DataWorks provides LogHub Reader and LogHub Writer for you to read data from and write data to Simple Log Service data sources. This topic describes the capabilities of synchronizing data from or to Simple Log Service data sources.
Limits
When you use DataWorks Data Integration to run batch synchronization tasks to write data to Simple Log Service, Simple Log Service does not ensure idempotence. If you rerun a failed task, redundant data may be generated.
Data types
The following table provides the support status of main data types in Simple Log Service.
Data type | LogHub Reader for batch data read | LogHub Writer for batch data write | LogHub Reader for real-time data read |
STRING | Supported | Supported | Supported |
LogHub Writer for batch data write
LogHub Writer converts the data types supported by Data Integration to STRING before data is written to Simple Log Service. The following table lists the data type mappings based on which LogHub Writer converts data types.
Data Integration data type
Simple Log Service data type
LONG
STRING
DOUBLE
STRING
STRING
STRING
DATE
STRING
BOOLEAN
STRING
BYTES
STRING
LogHub Reader for real-time data read
The following table describes the metadata fields that LogHub Reader for real-time data synchronization provides.

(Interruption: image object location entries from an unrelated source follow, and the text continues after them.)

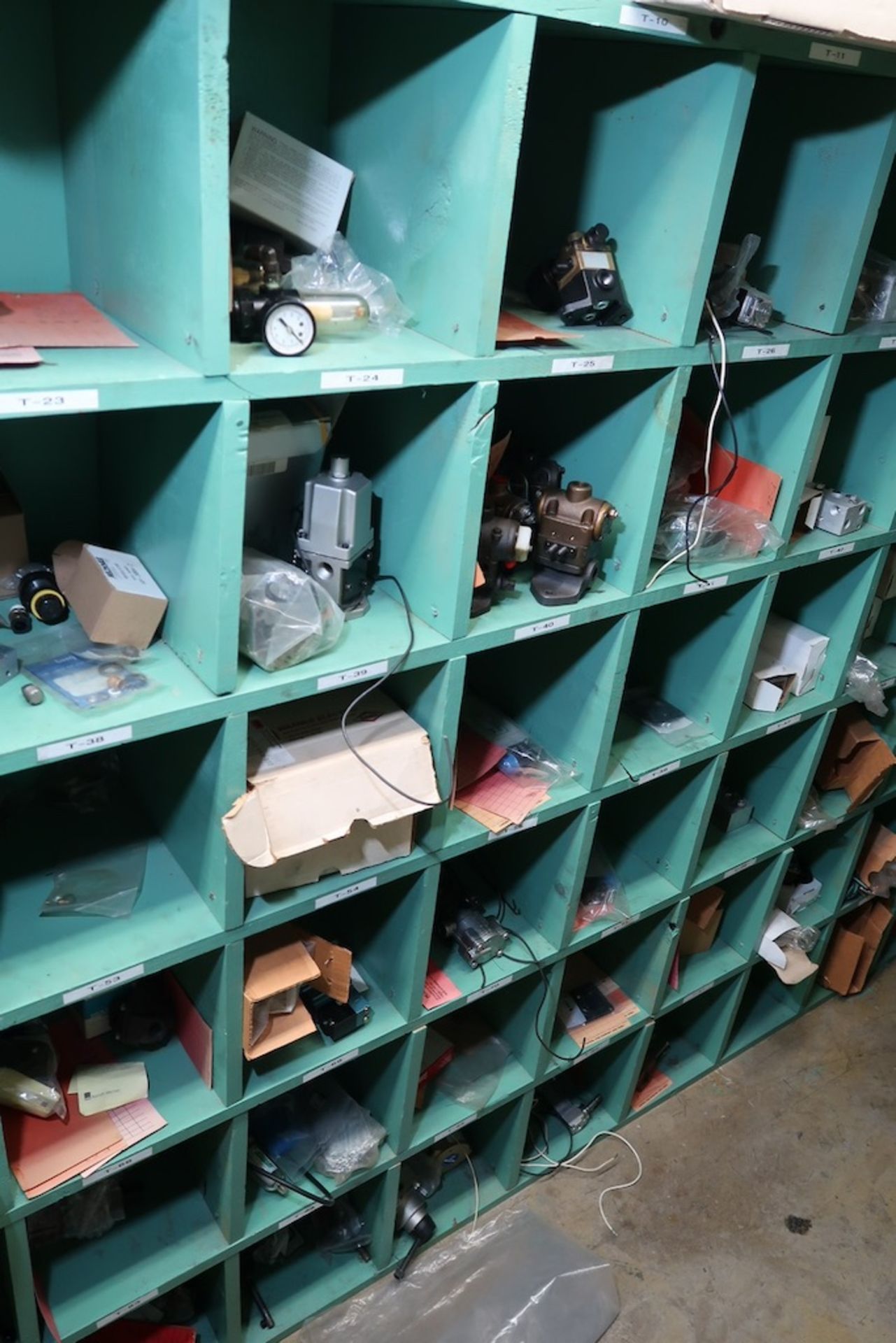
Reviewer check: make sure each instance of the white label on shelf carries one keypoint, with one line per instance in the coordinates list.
(294, 1217)
(661, 772)
(490, 989)
(77, 744)
(336, 678)
(766, 351)
(128, 1309)
(100, 986)
(636, 17)
(48, 403)
(335, 896)
(513, 830)
(583, 364)
(706, 585)
(846, 548)
(362, 378)
(328, 1068)
(837, 55)
(785, 723)
(528, 632)
(116, 1167)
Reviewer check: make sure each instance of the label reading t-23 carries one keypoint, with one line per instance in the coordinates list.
(367, 673)
(359, 378)
(90, 743)
(335, 896)
(101, 986)
(48, 403)
(766, 353)
(583, 364)
(833, 551)
(528, 632)
(836, 55)
(639, 17)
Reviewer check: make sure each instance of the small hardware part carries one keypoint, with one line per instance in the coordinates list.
(336, 537)
(841, 513)
(41, 597)
(582, 283)
(570, 521)
(731, 810)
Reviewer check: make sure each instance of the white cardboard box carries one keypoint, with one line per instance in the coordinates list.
(312, 807)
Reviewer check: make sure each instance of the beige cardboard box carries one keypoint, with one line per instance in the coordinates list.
(312, 807)
(14, 546)
(276, 962)
(115, 597)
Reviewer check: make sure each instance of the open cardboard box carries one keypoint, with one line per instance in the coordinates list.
(312, 807)
(856, 758)
(281, 959)
(853, 947)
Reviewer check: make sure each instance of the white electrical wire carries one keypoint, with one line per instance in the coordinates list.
(476, 1193)
(720, 397)
(592, 1170)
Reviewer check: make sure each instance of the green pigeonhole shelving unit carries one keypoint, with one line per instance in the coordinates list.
(480, 134)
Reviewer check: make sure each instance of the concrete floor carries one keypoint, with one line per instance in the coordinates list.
(802, 1125)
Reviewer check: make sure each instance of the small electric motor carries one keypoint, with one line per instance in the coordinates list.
(582, 283)
(336, 537)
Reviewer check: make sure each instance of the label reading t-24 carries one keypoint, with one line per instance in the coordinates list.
(58, 750)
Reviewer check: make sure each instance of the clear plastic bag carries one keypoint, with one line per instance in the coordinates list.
(515, 1279)
(109, 890)
(862, 684)
(285, 616)
(29, 1072)
(350, 1137)
(728, 531)
(473, 1074)
(336, 269)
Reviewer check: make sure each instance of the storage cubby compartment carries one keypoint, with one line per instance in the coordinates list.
(811, 175)
(311, 1263)
(720, 932)
(379, 1083)
(626, 970)
(162, 485)
(620, 443)
(478, 1056)
(425, 453)
(175, 1217)
(136, 817)
(432, 214)
(685, 1044)
(763, 789)
(766, 1007)
(858, 446)
(385, 932)
(692, 657)
(73, 122)
(832, 601)
(645, 151)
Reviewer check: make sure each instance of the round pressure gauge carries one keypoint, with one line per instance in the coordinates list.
(287, 327)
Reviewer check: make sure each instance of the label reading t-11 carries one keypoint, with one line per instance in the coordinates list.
(90, 743)
(362, 378)
(336, 678)
(48, 403)
(583, 364)
(101, 986)
(833, 551)
(766, 353)
(346, 893)
(528, 632)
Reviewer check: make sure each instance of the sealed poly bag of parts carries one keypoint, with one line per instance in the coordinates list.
(515, 1279)
(285, 616)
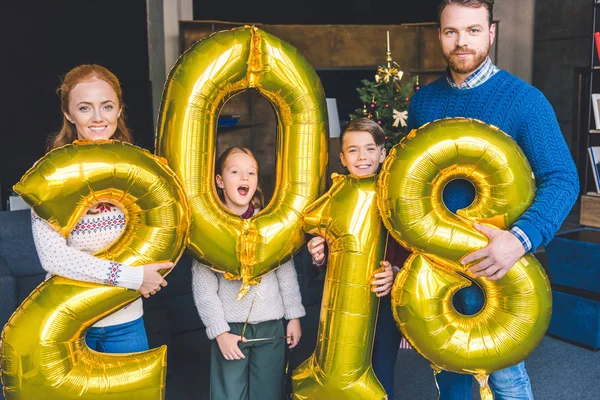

Field provided by LogHub Reader for real-time data synchronization
Data type
Description
__time__
STRING
A reserved field of Simple Log Service. The field specifies the time when logs are written to Simple Log Service. The field value is a UNIX timestamp in seconds.
__source__
STRING
A reserved field of Simple Log Service. The field specifies the source device from which logs are collected.
__topic__
STRING
A reserved field of Simple Log Service. The field specifies the name of the topic for logs.
__tag__:__receive_time__
STRING
The time when logs arrive at the server. If you enable the public IP address recording feature, this field is added to each raw log when the server receives the logs. The field value is a UNIX timestamp in seconds.
__tag__:__client_ip__
STRING
The public IP address of the source device. If you enable the public IP address recording feature, this field is added to each raw log when the server receives the logs.
__tag__:__path__
STRING
The path of the log file collected by Logtail. Logtail automatically adds this field to logs.
__tag__:__hostname__
STRING
The hostname of the device from which Logtail collects data. Logtail automatically adds this field to logs.
Develop a data synchronization task
For information about the entry point for and the procedure of configuring a data synchronization task, see the following sections. For information about the parameter settings, view the infotip of each parameter on the configuration tab of the task.
Add a data source
Before you configure a data synchronization task to synchronize data from or to a specific data source, you must add the data source to DataWorks. For more information, see Add and manage data sources.
Configure a batch synchronization task to synchronize data of a single table
For more information about the configuration procedure, see Configure a batch synchronization task by using the codeless UI and Configure a batch synchronization task by using the code editor.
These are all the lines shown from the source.